Christophe,
Unfortunately it does not appear that the TP9700 is working using the multipath device settings you provided.
Our configuration is such where the host (a Sun X4600 running RHEL 5.2) is connected to the TP9700 using two Fibrechannel connections:
No FC switches are used, just simple direct HBA to SP connectivity with two HBAs and two Storage Processors. LUNs on the RAID are distributed to be owned by either SPA or SPB to distribute the workload between the SPs and the fibrechannel connections.
The TP9700 can be configured to present the storage to a host by setting the "Storage Array Host Type" (Linux, SGIRDAC, SGIAVT, Windows, etc). For my tests, I've been experimenting with Linux and SGIRDAC. I have been unsuccessful in determining what the storage array host type "Linux"s failover method is, but I thought I had come across an article that said the Linux type is basic AVT. I could be mistaken.
Setting the TP9700 Host Type to "Linux" , I then setup /etc/multipath.conf to mimic the defaults for the TP9500:
device {
vendor "SGI"
product "TP9[457]00"
getuid_callout "/sbin/scsi_id -g -u -s /block/%n"
prio_callout "/sbin/mpath_prio_tpc /dev/%n"
features "0"
hardware_handler "0"
path_grouping_policy group_by_prio
failback immediate
rr_weight uniform
rr_min_io 1000
path_checker tur
}
This configuration ran OK for a while, then began to log multipath failures, and eventually I/O buffer errors. All LUNs on one SP trespassed to the other SP, and I had to manually place each trespassed LUN back to its primary path.
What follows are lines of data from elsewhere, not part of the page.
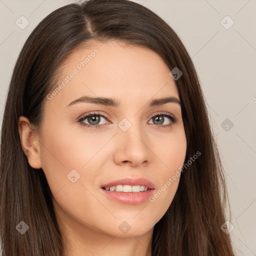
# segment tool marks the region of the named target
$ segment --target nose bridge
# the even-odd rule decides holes
[[[149,161],[150,150],[147,145],[148,140],[142,122],[136,116],[124,118],[118,124],[118,150],[116,158],[130,161],[134,164]],[[148,142],[148,143],[147,143]]]

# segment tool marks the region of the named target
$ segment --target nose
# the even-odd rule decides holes
[[[152,144],[139,124],[132,124],[126,132],[118,128],[116,136],[114,161],[117,164],[144,166],[152,158]]]

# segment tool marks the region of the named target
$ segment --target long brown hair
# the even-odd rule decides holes
[[[194,66],[174,30],[148,8],[127,0],[90,0],[66,5],[44,18],[32,32],[14,68],[2,126],[0,236],[2,256],[64,255],[64,238],[57,223],[52,194],[42,169],[32,168],[22,150],[20,116],[40,129],[48,94],[56,70],[74,50],[89,40],[118,40],[150,48],[170,70],[182,103],[187,140],[185,162],[201,155],[182,172],[168,210],[156,224],[153,256],[233,256],[226,222],[227,196],[224,171],[205,99]],[[28,230],[16,226],[24,221]]]

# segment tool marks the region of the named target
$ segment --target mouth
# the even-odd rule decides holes
[[[103,185],[100,190],[108,198],[119,203],[137,204],[148,200],[154,186],[144,178],[126,178]]]
[[[130,192],[138,193],[150,190],[150,188],[148,188],[147,186],[140,185],[135,186],[130,185],[117,185],[116,186],[106,186],[102,188],[107,191],[116,191],[116,192],[124,192],[124,193]]]

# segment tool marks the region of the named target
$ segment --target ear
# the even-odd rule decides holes
[[[39,138],[32,132],[30,120],[24,116],[20,116],[18,120],[18,132],[30,165],[36,169],[42,168]]]

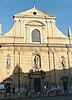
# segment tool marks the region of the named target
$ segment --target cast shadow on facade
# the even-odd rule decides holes
[[[51,70],[51,71],[33,71],[30,69],[28,73],[24,73],[17,63],[15,69],[13,70],[12,75],[4,79],[1,84],[4,86],[9,86],[10,89],[15,87],[15,89],[20,92],[21,89],[30,89],[31,91],[43,91],[44,85],[47,88],[51,86],[59,86],[64,90],[72,84],[71,69],[62,69],[62,70]]]

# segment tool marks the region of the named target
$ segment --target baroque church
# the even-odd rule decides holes
[[[0,27],[0,84],[31,91],[43,86],[72,86],[72,35],[56,26],[56,17],[37,8],[13,16],[6,34]]]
Changing the TP9700 host type to SGIRDAC, then trying the configuration you provided me caused the host to not see the ghost path. Effectively I ended up with a single path. Disconnecting a FC connection resulted in the inability to see any of the LUNs assigned to the associated SP.
I modified the multipath.conf a little:
device {
vendor "SGI"
product "TP9700"
path_grouping_policy failover
getuid_callout "/sbin/scsi_id -g -u -s /block/%n"
features "1 queue_if_no_path"
path_checker rdac
prio_callout "/sbin/mpath_prio_tpc /dev/%n"
hardware_handler "1 rdac"
prio rdac
failback immediate
}
This worked ok, but I see lots of scsi sense key errors:
Jun 23 12:16:42 p4dbl03 kernel: sdbk: Current: sense key: Recovered Error
Jun 23 12:16:42 p4dbl03 kernel: <<vendor>> ASC=0x95 ASCQ=0x1ASC=0x95 ASCQ=0x1
Jun 23 12:16:42 p4dbl03 kernel:
I see those error regardless of how I configured the RAID and multipath.conf, which is worrisome.
I especially see those errors if I run 'fdisk -l'.
Disconnecting a FC cable on one HBA caused the associated volumes to trespass to the other SP, however, during this process, I noticed buffer I/O errors. Also, I noticed that the trespassed LUNs did not failback to their original SP when the FC cable was reconnected. Am I to assume that RDAC or other multipath software will not tell the storage to failback trepassed LUNs?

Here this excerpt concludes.